Proteomics Is Not an Island: Multi-omics Integration Is the Key to Understanding Biological Systems*

Bing Zhang ‡,§,**, Bernhard Kuster ¶,‖,**
PMCID: PMC6692779  PMID: 31399542

Proteins serve as a critical link between genotype and phenotype. Proteomic profiles reflect cellular responses to genomic, epigenomic, and environmental alterations, and they in turn shape these responses. Adapting a quote from the English poet John Donne, “proteomics is not an island, entire of itself.” Integrating proteomics data with other types of data from genomics, epigenomics, transcriptomics, metabolomics, image-omics, and phenomics generates the bigger picture and thus holds great potential for revealing novel biology and transforming clinical practice. Realizing this potential requires computational methods and tools that can drive effective multi-omics data integration. This special issue brings together a series of articles describing novel computational methods and tools, biological applications, and perspectives on multi-omics integration with the aim to raise awareness in the field for this ever-growing need.

We start with a minireview from Vogel and colleagues (1) on the current state and limitations of multi-omics data integration, termed integromics by the authors. After a brief summary on the well-reviewed topic of integrating proteomic and transcriptomic measurements, they detail on the integration of proteomics with other types of omics data including translatome profiling, genomic alterations, post-translational modifications, polysome profiling, cellular thermal shift assays (CETSA)1, and metabolomics and lipid measurements. Next, they present a high-level summary of computational tools and techniques for omics data integration, including visualization tools that provide a holistic view of merged data and interpretation tools that harmonize biological information across heterogeneous platforms. The authors note that inter-omics causal and regulatory relationships have been largely overlooked, but such relationships should be recognized and emphasized in statistical modeling. Finally, they provide a step-by-step guide to and considerations on productive integromics to exploit the synergy of multi-omics data.

The first group of articles describes new methods and tools for studying associations between proteomics data and other types of omics data, including somatic mutations, somatic copy number alterations (CNA), DNA methylation, mRNA expression, protein phosphorylation, and morphological features. Chen et al. (2) present an updated version of the cancer proteome atlas (TCPA), which includes reverse-phase protein arrays (RPPA)-based proteomic data for ∼8000 patient samples across 32 cancer types through The Cancer Genome Atlas (TCGA) project. The updated version introduces a new module called “TCGA Pan-cancer Analysis,” which provides comprehensive protein-centric analyses that integrate RPPA data with other TCGA data across cancer types. This new module allows examining the correlation between protein expression and somatic mutations, assessing the predictive power of somatic copy-number alterations, DNA methylation and mRNA on protein expression, inferring regulatory effects of miRNAs on protein expression, constructing coexpression networks of proteins and pathways, and identifying clinically relevant protein markers. The updated TCPA provides a comprehensive resource for cancer researchers to test their protein-centric hypotheses using multi-omics data from a broad range of cancer types.
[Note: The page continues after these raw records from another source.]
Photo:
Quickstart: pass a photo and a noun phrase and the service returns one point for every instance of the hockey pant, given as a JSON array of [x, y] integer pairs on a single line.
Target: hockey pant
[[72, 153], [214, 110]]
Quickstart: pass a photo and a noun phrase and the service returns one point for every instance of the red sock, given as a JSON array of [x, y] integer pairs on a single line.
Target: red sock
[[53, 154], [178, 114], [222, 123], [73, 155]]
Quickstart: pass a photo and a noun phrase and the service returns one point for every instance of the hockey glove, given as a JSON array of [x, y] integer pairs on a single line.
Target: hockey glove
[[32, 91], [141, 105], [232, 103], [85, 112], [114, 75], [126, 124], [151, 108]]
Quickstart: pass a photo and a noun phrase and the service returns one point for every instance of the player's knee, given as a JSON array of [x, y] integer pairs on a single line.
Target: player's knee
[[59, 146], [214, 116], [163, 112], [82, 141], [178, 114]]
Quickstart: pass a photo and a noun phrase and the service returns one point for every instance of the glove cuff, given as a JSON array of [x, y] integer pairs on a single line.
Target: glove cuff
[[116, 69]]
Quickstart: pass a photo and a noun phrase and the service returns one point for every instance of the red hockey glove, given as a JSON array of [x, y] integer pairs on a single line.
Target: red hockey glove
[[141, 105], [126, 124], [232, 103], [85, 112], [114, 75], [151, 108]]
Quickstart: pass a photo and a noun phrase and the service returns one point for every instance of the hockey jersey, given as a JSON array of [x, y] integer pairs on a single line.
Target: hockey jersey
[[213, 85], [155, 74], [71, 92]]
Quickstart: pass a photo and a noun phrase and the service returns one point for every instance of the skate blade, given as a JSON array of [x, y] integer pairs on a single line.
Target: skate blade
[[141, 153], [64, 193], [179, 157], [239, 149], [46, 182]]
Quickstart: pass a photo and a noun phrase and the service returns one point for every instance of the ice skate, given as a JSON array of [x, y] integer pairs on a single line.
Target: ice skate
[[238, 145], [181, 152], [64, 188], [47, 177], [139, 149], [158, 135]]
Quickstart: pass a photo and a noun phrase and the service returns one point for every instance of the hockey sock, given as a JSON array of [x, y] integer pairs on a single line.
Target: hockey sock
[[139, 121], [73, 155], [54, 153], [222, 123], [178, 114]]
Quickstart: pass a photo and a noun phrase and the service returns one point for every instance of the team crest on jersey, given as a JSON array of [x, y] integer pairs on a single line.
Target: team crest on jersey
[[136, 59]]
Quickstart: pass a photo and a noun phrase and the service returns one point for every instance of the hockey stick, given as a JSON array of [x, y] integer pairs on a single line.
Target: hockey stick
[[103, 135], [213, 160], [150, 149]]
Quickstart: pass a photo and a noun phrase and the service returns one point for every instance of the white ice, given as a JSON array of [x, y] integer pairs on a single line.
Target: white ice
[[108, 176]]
Arshad et al. (3) integrated MS-based proteomic and phosphoproteomic data from breast and ovarian tumors to study the relationship between kinase activity, substrate specificity, and phosphorylation. They found that phosphorylation levels were largely unrelated to the protein abundance of the cognate protein or the phosphorylation of other sites on the same protein. Abundance of the kinases and phosphorylation of kinases on their annotated activating or inhibiting sites did not seem to correlate well with their activity, as assessed by phosphorylation of known substrates. However, focusing on highly correlated kinases and phosphosites provides a reasonable approach for identifying novel substrates for some kinases.

Zhan et al. (4) systematically examined the relationships between RNA-Seq and proteomic data and morphological features of breast cancer. Their integrative data mining inferred four biological processes associated with various interpretable morphological features. The biological processes were related to cancer hallmarks and included metabolism, cell cycle, immune response, and extracellular matrix development. The morphological features were related to area, density, and shapes of epithelial cells, fibroblasts, and lymphocytes. Interestingly, unfavorable prognostic morphological features were linked to large cell nuclei or large distances to neighboring cells, which were highly associated with metabolic or extracellular matrix related processes, whereas favorable prognostic morphological feature tended to be small distances to neighboring cells, which were highly correlated with metabolic or immune related processes.

Also included in the first group are two articles from Wang and colleagues describing statistical methods for integrative multi-omics relationship modeling. The first article (5) describes iProFun, an algorithm to discover cis-associations between CNAs and DNA methylations and molecular quantitative traits including mRNA, protein, and phosphoprotein abundance. Instead of analyzing each molecular trait separately, their approach allows joint modeling of multi-omics data, which leads to enhanced power for detecting significant cis-associations shared across different omics data types and higher accuracy in inferring cis-associations unique to certain type(s) of molecular trait(s). The second article (6) describes ProMAP, a computational algorithm that systematically characterizes both cis- and trans- regulatory relationships between CNAs and proteins. A multivariate regression framework is used to model the multiple-to-multiple regulatory relationships between CNA and proteins. Further, statistical regularization is used to facilitate the detection of master genetic regulators, which affect the activities of many proteins and often play important roles in genetic regulatory networks. ProMAP also includes a linear mixed effects model to account for the batch structure and explicitly incorporate the abundance-dependent-missing-data mechanism of proteomic data.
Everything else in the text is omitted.